Depuis que je sais lire, j’ai lu, feuilleté, dévoré des centaines de magazines et revues : à sept ans et des poussières, ma soeur et moi nous basions sur les fiches-recettes de Femme Actuelle pour concocter les repas du samedi midi (il m’en reste d’ailleurs un très bon souvenir d’escalopes de dinde façon dijonnaise), les posters tirés des magazines pour ados jonchaient le sol et tapissaient les murs de ma chambre, les féminins firent leur entrée avec Jeune et Jolie (et pourquoi pas Vieille et Moche ?) puis très vite ELLE car il avait au moins cet avantage sur le précédent de comporter des pages littérature et cinéma.

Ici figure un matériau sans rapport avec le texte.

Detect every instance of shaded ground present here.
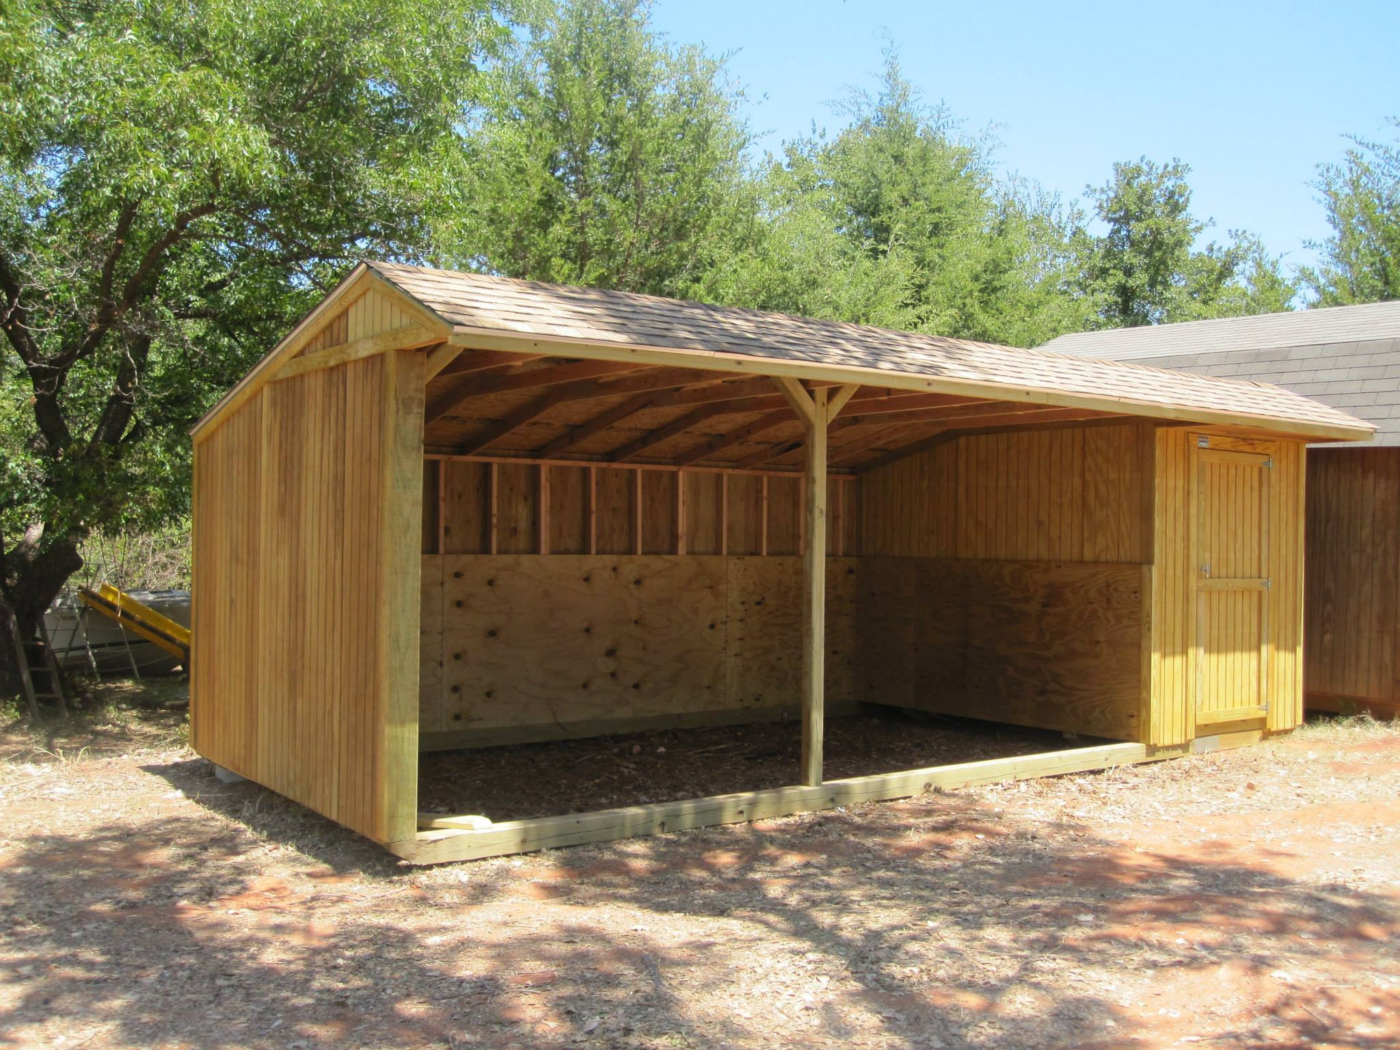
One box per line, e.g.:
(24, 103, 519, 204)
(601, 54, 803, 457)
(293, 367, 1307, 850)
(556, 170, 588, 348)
(419, 712, 1074, 820)
(2, 691, 1398, 1049)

Encore aujourd’hui, mon coiffeur me garde les fiches-recettes du ELLE car la divine Élisabeth Scotto les maintient à un très haut niveau, mais si je continue à les feuilleter chez le médecin, c’est d’un oeil de plus en plus distrait, car leur contenu à tous est quand même faiblement renouvelé. Qui plus est, avec mes années de pratique, l’excitation de la découverte du dernier motif vestimentaire à la mode a fait place à une monotonie, une sensation d’ennui en tournant des pages de papier glacé où les modèles, les actrices interviewées à l’autre bout du fil (Paris-L.A.) et le-maillot-de-l’été-à-la-coupe-avantageuse sont absolument interchangeables. Certaines de mes copines les surnomment les « vide-cerveaux ».
Au lycée où je préparais le bac littéraire, j’étais abonnée à Beaux-Arts magazine et dans la chambre de notre dortoir nous nous échangions Le Magazine Littéraire qui formait une base pédagogique à l’élaboration des disserts de philo comme de lettres et fournissait un bon répertoire d’auteur(e)s. Puis il y a eu Le Matricule des Anges, La Quinzaine Littéraire, le cocasse et fantaisiste Tigre (découvert au Festival de B.D. de Colomiers).
Et, cet été, j’ai découvert un nouveau « féminin » qui m’a plu parce que, surtout, il n’en n’est pas un, ou plutôt il n’est certainement pas que ça.
Pour donner le ton (éditorial) muze est un mook* : ce mot est la contraction des termes magazine + book, et si le mook n’appartient ni véritablement à l’un, ni totalement à l’autre, il a tenté de créer un format hybride, une expérience de presse qui se love dans les rayons des librairies. muze est un trimestriel édité par les éditions Bayard. À ses manettes, la rédactrice en chef Stéphanie Janicot, également romancière, propose une ligne éditoriale très culturelle. muze propose beaucoup de dossiers consacrés aux arts plastiques, à la littérature dont les auteur(e)s sont féminines, souvent. J’apprécie notamment l’onglet « Atelier d’écriture », dans lequel chaque numéro donne à lire les conseils d’un(e) auteur(e), les nouvelles de lectrices et/ou d’écrivain(e)s publié(e)s.
Sur le bandeau de la couverture, c’est le titre du dossier « La peau, livre de nos émotions » qui a retenu mon attention et m’a finalement poussée à acquérir ce volume. Une très belle interview avec la dermatologue Danièle Pomey-Rey lui est consacrée, où la peau est abordée sous toutes ses coutures, comme une extension du cerveau dans la vie foetale, comme un étalage de nos émotions et affects à l’âge adulte. D’autres thèmes centraux pour la peau sont abordés : le tatouage, la scarification, le blanchiment, la pigmentation, les rapports subtils (et impossibles ?) entre le cinéma et la peau, entre la littérature et la peau.
C’est d’ailleurs l’occasion de découvrir ou de relire l’excellente Régine Detambel, kinésithérapeute de profession et merveilleuse romancière : elle est interrogée au sujet du toucher, elle qui a fait du corps le thème central de son oeuvre littéraire. La lecture de son très beau Petit éloge de la peau m’avait offert beaucoup de bien-être. J’en ai fait un petit talisman dans lequel je me replonge régulièrement : l’écriture très travaillée, érudite et profonde de Detambel nourrit et guérit. Enfin, cela est subjectif mais si vous la connaissez, dites-moi ce que vous en pensez. « Ce qu’il y a de plus profond dans l’homme, c’est sa peau » (Petit éloge de la peau, Saucissonnades, p. 51).
————————————————————————————-
*Il faut rendre à César…Terme déposé en 2007 par Henri Dougier, alors patron des très bonnes Éditions Autrement, pour la revue thématique qu’il venait de créer et qui devint le nom générique appliqué à ce format transgenre.